Link watched the trundling ants for another moment, and was reminded of what he’d left unattended when he heard a loud, whistling splat behind him.

“You exploded my eggs,” he told Ghirahim with a mournful sigh, straightening up and trying to remember which of the nearby trees he hadn’t climbed yet. “Do _you_ want me to help the bird?” He hadn’t assumed that Ghirahim would care one way or another.

“What I _want_ is to not spend the rest of your life watching you flounder through the wilderness,” Ghirahim groused. “What a century in miserable solitude did not do to my mind, a decade with you just might, and I don’t care how pretty you are to look at.”

“You think I’ll live another ten years?” Link asked, and Ghirahim shrugged.

“It’s a generous estimate.”

Grappling a tree by the trunk, Link hoisted himself up, his shirt catching against the bark as he shimmied his way to the top. No eggs.

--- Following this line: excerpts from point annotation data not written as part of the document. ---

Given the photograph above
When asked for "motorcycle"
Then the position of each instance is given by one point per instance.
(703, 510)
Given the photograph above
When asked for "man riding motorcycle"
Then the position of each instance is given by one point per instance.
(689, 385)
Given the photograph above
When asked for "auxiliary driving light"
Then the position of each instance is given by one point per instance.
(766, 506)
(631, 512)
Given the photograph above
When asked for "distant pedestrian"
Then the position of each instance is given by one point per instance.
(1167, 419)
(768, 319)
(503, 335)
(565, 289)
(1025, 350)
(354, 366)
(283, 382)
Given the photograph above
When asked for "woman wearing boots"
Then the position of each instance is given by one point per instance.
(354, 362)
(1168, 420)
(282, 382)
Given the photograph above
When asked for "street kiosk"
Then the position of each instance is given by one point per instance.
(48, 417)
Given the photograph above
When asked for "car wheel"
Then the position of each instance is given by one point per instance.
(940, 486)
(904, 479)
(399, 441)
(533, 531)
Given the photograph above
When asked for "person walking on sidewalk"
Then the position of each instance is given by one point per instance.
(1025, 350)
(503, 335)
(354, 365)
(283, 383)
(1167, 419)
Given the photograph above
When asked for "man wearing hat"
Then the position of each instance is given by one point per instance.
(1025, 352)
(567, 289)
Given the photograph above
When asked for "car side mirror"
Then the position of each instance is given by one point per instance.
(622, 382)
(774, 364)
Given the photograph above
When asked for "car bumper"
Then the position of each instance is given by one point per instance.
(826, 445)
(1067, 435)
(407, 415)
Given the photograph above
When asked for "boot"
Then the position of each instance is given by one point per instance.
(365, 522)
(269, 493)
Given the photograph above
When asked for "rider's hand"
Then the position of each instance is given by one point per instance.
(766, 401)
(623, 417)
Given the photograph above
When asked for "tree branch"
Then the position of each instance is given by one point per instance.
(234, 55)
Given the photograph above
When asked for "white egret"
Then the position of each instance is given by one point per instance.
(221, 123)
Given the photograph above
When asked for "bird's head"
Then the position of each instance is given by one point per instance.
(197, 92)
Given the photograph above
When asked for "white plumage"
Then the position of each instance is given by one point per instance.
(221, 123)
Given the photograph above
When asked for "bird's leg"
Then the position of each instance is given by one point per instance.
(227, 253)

“You can’t just _not_ go check out a glowing mountain,” he said, falling back down with a grunt. He was determined to make these eggs work, and not only because he was hungry. Something told him that if he could only unravel the mysteries of food, his life would improve dramatically as a result.

“ _You_ can’t,” Ghirahim corrected him, his eyes falling shut wearily. “And that’s your problem.”

Maybe he had a point, Link conceded, climbing another tree.

It wasn’t until later, crouching protectively over his fire with the newest batch of eggs simmering happily in their shells, that Link realized that they had never come back around to amnesia. He glanced over towards Ghirahim, still reclining against his log in a fit of performative despair. It might cheer him up if he found out that he was right. Should he try to bring it up now?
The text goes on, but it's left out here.